Franklin, who has been with CELT since 2003, announced he will leave the organization at the beginning of November. CELT hopes to hire a replacement before Franklin is gone.
“I’m ready to try something new,” Franklin said, adding he wants “new challenges, new opportunities.”
The Cumberland resident said he doesn’t have a new job lined up, but has some projects he’s working on. Franklin also said he’s interested in exploring local agriculture.
“I’m intrigued by the local foods,” he said. “The agriculture community is a vital part of Maine.”
CELT board member Suzanne McGinn said she knows Franklin will succeed in whatever venture he chooses.
“I think it’ll be interesting to see where he lands,” she said. “Someone will be lucky to have him.”
McGinn said Franklin has been a great asset to CELT.

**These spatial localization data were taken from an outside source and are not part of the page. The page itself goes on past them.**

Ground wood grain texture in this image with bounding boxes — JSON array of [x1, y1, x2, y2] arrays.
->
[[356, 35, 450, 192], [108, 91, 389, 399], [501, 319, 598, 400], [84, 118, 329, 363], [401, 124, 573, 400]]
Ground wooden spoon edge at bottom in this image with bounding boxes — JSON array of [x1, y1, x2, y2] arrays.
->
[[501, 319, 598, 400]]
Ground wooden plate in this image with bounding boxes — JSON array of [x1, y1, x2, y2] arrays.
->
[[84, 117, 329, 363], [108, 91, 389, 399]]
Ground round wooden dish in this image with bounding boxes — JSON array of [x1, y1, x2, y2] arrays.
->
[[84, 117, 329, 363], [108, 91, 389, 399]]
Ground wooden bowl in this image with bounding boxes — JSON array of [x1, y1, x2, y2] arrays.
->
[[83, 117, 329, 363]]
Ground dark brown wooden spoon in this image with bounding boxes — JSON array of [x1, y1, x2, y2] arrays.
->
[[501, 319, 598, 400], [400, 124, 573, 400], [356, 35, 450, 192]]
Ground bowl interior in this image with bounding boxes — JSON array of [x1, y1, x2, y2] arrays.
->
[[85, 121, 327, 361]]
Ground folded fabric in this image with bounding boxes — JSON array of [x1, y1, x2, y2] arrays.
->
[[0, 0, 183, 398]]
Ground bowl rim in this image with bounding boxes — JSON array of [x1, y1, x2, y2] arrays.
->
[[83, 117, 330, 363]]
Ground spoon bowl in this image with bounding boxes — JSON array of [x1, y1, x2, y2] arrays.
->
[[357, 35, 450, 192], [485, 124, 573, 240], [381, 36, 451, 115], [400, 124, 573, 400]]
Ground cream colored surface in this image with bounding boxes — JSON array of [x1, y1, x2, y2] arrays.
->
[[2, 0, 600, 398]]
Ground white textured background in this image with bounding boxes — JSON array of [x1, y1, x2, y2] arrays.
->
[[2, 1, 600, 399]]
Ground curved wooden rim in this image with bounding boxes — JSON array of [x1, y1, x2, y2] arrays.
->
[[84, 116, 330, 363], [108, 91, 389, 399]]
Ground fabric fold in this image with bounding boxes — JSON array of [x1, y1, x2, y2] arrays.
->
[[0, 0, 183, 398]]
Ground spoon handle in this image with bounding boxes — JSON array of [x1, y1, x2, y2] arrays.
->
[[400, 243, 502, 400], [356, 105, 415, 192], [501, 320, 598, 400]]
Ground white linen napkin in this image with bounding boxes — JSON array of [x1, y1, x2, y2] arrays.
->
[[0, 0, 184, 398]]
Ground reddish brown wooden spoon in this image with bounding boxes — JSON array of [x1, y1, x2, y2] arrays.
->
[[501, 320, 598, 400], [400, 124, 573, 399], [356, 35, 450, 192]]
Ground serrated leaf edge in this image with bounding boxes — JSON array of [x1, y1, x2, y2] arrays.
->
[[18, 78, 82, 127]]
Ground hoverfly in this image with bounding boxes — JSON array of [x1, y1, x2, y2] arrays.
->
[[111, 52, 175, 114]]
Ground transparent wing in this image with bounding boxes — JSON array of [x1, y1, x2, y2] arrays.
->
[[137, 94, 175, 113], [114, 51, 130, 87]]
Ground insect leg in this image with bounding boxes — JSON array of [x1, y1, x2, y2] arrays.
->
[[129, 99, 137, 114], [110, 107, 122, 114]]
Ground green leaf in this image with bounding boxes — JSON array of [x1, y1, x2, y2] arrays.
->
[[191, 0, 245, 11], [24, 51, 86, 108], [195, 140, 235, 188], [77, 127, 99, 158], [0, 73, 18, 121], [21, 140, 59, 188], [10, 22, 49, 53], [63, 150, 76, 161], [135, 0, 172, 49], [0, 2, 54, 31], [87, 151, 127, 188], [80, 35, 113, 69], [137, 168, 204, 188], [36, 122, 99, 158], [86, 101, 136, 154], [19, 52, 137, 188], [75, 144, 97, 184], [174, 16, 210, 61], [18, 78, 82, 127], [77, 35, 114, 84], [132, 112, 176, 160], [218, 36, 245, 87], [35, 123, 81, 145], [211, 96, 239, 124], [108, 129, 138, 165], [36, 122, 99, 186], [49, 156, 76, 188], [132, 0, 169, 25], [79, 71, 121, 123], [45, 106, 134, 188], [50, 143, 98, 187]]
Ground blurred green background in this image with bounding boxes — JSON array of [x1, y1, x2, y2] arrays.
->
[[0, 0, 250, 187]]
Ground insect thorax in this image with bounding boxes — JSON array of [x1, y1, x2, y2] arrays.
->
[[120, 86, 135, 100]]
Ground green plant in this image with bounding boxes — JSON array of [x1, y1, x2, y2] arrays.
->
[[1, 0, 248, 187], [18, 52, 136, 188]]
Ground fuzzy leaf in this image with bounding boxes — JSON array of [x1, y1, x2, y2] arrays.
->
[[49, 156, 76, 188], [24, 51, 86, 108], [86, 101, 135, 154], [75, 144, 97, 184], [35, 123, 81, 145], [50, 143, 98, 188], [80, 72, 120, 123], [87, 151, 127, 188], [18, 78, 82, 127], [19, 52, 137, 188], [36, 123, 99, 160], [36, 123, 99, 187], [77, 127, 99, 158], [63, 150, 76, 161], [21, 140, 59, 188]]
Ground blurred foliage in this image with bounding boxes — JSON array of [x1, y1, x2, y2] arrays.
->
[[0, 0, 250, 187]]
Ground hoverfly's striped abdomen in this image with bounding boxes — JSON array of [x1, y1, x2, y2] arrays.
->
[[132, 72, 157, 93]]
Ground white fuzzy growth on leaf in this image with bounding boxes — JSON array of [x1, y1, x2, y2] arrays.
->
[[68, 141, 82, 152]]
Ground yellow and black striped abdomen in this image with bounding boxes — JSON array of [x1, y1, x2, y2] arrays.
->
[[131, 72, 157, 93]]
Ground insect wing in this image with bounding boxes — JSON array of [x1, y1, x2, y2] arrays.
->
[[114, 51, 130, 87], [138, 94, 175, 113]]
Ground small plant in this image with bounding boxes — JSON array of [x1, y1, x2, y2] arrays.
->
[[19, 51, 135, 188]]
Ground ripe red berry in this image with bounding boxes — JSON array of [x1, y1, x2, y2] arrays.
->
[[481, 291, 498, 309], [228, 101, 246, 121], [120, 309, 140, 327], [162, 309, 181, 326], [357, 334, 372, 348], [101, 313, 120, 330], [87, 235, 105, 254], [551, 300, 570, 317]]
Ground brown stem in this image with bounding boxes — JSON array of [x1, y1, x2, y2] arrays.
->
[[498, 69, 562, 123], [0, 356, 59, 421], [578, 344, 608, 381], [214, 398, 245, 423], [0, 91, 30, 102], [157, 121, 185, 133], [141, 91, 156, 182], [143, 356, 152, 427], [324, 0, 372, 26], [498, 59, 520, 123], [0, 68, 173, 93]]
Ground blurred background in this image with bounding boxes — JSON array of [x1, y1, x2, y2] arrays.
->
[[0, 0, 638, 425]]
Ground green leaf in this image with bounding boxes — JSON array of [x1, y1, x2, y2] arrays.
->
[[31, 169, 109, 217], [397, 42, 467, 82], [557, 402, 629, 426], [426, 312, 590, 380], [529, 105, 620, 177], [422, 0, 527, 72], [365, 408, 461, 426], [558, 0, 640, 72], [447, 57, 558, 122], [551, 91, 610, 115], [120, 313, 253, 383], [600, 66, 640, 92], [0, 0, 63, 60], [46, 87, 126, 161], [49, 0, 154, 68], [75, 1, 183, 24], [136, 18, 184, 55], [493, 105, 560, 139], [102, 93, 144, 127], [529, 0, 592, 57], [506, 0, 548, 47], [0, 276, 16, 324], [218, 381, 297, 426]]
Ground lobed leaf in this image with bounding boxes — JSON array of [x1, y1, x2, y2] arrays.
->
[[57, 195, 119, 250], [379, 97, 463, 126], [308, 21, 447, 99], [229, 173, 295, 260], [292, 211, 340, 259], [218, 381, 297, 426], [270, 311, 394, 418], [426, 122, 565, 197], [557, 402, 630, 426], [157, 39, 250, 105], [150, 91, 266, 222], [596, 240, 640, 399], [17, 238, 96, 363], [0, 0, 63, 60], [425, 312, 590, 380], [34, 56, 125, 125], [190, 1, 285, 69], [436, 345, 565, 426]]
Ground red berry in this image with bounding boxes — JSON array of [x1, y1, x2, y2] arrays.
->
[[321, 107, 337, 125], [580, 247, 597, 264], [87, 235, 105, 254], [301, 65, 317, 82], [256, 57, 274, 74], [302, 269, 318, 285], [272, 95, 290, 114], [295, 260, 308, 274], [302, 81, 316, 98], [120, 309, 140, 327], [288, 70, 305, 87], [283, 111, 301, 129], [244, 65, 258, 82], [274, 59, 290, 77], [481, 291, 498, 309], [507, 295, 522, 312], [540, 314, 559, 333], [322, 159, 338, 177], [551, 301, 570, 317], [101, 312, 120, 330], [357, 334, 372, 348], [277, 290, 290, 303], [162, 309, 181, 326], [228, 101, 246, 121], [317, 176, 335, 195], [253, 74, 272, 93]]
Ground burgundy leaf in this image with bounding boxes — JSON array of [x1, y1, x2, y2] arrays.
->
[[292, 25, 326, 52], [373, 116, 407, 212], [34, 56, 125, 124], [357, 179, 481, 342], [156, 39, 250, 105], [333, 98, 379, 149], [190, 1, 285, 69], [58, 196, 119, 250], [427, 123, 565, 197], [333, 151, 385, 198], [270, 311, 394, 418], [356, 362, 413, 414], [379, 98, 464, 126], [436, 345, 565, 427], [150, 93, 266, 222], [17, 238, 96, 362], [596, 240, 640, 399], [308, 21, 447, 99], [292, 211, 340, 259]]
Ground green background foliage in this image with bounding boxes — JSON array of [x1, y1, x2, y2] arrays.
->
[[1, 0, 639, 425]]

“Chris has been an amazing spokesperson for the organization,” she said. “His depth and breadth of knowledge about land use has been important for his role as executive director.”
CELT is accepting applications from candidates for executive director through Oct. 15. According to the organization’s website, applicants must be able to handle several tasks, including land acquisition, stewardship, fiscal management, fundraising, administration and marketing.

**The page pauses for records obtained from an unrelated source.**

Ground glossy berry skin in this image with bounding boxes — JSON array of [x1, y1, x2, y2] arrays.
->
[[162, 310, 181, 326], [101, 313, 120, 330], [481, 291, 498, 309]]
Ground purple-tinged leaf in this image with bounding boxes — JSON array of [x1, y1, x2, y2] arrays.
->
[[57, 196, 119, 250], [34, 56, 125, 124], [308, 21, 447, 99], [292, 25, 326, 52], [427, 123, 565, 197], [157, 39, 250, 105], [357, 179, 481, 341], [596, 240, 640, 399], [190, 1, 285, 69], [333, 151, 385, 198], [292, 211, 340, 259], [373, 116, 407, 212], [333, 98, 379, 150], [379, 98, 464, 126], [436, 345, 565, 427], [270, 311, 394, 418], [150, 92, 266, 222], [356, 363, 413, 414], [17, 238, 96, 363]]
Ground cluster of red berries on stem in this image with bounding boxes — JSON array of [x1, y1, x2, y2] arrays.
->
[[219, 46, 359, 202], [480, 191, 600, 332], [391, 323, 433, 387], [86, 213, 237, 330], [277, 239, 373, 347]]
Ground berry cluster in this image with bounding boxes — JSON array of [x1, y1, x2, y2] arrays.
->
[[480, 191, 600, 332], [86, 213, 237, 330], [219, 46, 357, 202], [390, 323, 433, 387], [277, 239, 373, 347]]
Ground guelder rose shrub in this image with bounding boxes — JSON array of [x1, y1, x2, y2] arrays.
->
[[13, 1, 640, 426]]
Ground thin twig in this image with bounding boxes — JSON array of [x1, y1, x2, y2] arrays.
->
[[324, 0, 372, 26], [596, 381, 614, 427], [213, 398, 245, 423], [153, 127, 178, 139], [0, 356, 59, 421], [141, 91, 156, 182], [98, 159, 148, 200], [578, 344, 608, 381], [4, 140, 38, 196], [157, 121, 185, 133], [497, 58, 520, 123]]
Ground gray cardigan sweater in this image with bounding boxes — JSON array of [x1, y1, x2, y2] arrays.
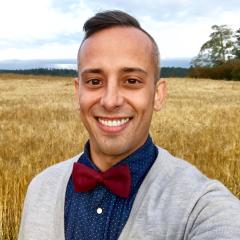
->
[[19, 147, 240, 239]]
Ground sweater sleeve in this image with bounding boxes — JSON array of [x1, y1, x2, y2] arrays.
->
[[186, 181, 240, 240], [18, 156, 79, 240], [18, 173, 58, 240]]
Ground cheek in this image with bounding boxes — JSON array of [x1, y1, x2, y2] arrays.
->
[[78, 91, 97, 112], [127, 90, 154, 111]]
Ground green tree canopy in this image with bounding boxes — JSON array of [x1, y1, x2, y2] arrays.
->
[[233, 28, 240, 59], [192, 25, 234, 67]]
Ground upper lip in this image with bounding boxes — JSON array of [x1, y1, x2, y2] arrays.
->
[[96, 116, 132, 120]]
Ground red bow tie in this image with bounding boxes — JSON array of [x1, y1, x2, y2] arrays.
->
[[72, 162, 131, 198]]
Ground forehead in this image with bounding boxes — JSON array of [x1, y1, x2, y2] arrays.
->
[[78, 27, 154, 74]]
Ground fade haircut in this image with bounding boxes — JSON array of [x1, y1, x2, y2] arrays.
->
[[78, 10, 160, 81]]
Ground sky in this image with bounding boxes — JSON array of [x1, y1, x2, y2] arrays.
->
[[0, 0, 239, 61]]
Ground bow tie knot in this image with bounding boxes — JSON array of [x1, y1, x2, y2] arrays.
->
[[95, 174, 103, 182], [72, 162, 131, 198]]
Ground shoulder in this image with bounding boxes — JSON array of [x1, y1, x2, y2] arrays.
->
[[132, 146, 240, 238], [122, 147, 240, 239], [27, 153, 81, 196], [152, 146, 211, 189], [19, 154, 82, 239], [147, 146, 239, 209]]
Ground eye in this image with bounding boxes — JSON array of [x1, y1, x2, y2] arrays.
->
[[124, 78, 143, 88], [126, 78, 140, 84], [87, 79, 103, 86]]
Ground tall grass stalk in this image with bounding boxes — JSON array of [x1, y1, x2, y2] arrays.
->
[[0, 74, 239, 239]]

“I hope our new executive director has a broad base of skills,” McGinn said.
Franklin said one of the challenges of the job is balancing all the tasks required of the executive director.
“Being in a small office where there are only two staff members, you wear a lot of hats,” he said.

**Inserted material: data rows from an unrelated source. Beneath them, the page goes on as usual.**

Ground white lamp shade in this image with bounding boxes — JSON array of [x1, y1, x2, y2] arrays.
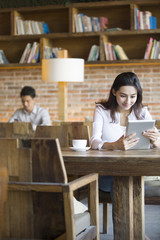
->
[[42, 58, 84, 82]]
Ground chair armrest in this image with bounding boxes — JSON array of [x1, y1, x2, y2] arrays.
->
[[67, 173, 98, 192], [8, 173, 98, 193], [8, 182, 64, 193], [62, 173, 99, 239]]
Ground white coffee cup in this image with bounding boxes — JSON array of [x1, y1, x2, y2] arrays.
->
[[72, 139, 87, 148]]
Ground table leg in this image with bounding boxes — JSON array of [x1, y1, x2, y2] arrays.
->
[[113, 176, 134, 240], [133, 176, 145, 240]]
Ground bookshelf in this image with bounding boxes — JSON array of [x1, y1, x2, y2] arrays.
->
[[0, 0, 160, 68]]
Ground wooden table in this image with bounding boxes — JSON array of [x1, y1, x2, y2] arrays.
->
[[62, 148, 160, 240]]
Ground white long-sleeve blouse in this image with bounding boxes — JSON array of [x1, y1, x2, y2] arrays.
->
[[90, 105, 152, 150]]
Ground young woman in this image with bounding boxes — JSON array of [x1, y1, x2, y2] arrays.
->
[[90, 71, 160, 151], [90, 72, 160, 240]]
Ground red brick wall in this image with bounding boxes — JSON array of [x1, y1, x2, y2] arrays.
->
[[0, 64, 160, 123]]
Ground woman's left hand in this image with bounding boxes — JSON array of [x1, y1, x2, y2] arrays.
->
[[142, 128, 160, 147]]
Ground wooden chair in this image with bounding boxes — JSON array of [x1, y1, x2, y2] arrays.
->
[[35, 123, 90, 147], [2, 138, 99, 239], [35, 123, 112, 234], [0, 167, 8, 239], [35, 123, 91, 187]]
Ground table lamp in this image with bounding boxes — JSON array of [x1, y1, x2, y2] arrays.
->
[[42, 58, 84, 121]]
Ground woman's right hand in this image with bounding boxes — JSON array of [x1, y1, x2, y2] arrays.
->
[[114, 133, 139, 150]]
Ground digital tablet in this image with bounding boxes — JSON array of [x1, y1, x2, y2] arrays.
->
[[126, 120, 155, 150]]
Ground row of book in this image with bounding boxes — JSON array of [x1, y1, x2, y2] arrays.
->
[[104, 42, 128, 61], [44, 46, 69, 59], [1, 39, 160, 64], [19, 42, 40, 63], [16, 16, 50, 35], [134, 8, 157, 30], [74, 13, 108, 32], [144, 37, 160, 60]]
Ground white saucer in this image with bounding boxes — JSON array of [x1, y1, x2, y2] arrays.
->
[[69, 146, 91, 152]]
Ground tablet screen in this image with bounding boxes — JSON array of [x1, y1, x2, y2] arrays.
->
[[126, 120, 155, 150]]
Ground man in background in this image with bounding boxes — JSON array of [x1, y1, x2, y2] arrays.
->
[[9, 86, 51, 130]]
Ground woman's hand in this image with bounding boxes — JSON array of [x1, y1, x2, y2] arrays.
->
[[114, 133, 139, 150], [142, 128, 160, 148], [102, 133, 139, 150]]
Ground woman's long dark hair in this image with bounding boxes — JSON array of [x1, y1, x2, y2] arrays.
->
[[97, 72, 143, 122]]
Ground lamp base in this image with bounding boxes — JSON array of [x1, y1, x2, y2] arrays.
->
[[58, 82, 67, 121]]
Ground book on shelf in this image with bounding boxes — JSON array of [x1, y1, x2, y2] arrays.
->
[[27, 42, 38, 63], [0, 50, 9, 64], [104, 42, 128, 61], [153, 41, 159, 59], [134, 8, 138, 30], [144, 38, 160, 60], [18, 18, 25, 35], [144, 37, 153, 59], [44, 46, 69, 59], [81, 14, 90, 32], [77, 14, 84, 32], [145, 11, 152, 29], [34, 21, 42, 34], [92, 16, 100, 32], [42, 22, 50, 34], [104, 42, 115, 60], [74, 13, 79, 32], [19, 43, 31, 63], [87, 45, 100, 61], [150, 16, 157, 30], [113, 45, 120, 60], [134, 8, 157, 30], [100, 16, 108, 31], [74, 13, 108, 33], [16, 16, 50, 35], [23, 20, 32, 34], [19, 42, 40, 63], [31, 44, 40, 63], [114, 45, 128, 60], [150, 39, 157, 59]]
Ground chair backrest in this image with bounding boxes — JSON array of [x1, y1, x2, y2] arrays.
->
[[30, 138, 68, 239], [0, 122, 35, 138], [35, 124, 90, 147], [0, 167, 8, 240], [31, 138, 68, 183], [0, 138, 67, 184], [0, 138, 69, 239], [0, 138, 32, 182], [53, 121, 92, 138]]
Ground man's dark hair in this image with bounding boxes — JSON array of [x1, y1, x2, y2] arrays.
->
[[20, 86, 36, 98]]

Franklin said some days he’s in the office writing newsletters and the next he’s out on the trail with a chainsaw. He said he wants to help the new director as he or she settles into the job.
“I’m excited to work with them to make the transition as smooth as possible,” he said.
Franklin said one of the most important parts of the job is working with members of the community.
“I think it’s mostly about relationships and building trust with land owners,” he said.
McGinn said Franklin has done a great job with community outreach.
“He has amazing relationships with farmers and with our donor base,” she said.
Franklin said he enjoys working with residents of Cape Elizabeth and he likes acquiring new pieces of land for people to enjoy.
“The land trust work is a lot like making a jigsaw puzzle,” he said. “It’s really neat to find new pieces that can fit together.”
CELT, which celebrated its 30th anniversary in August, has preserved 29 properties in Cape Elizabeth, totaling more than 660 acres – or 7 percent of town-owned land.
McGinn said Franklin has been instrumental in establishing files for the organization to keep information on the properties.
“There was no baseline documentation of properties before he started,” she said.
Although the job requires a lot of paperwork and behind-the-scenes work, Franklin said he hopes his replacement remembers the focus of the job.
“I hope they keep it fun,” he said. “We’re trying to celebrate access to these beautiful places. I think we’re at our best when we’re facilitating activities for the community.”
McGinn said CELT will miss having Franklin work for the organization, but members of the board are looking forward to finding someone to carry on in his place.
“Chris has been the face of our organization for a dozen years, and we’re going to miss him terribly, but we understand,” she said. “The land trust looks at this as an opportunity.”
Franklin said he looks at it as an opportunity for himself, too, but admits he’ll miss the land trust.
“It’s a bittersweet time for me,” he said. “I really love the work and I think the work the land trust does is so critically important.”
Cape Elizabeth Land Trust Director Chris Franklin, who will be leaving in November, helped the organization celebrate its 30th anniversary in August.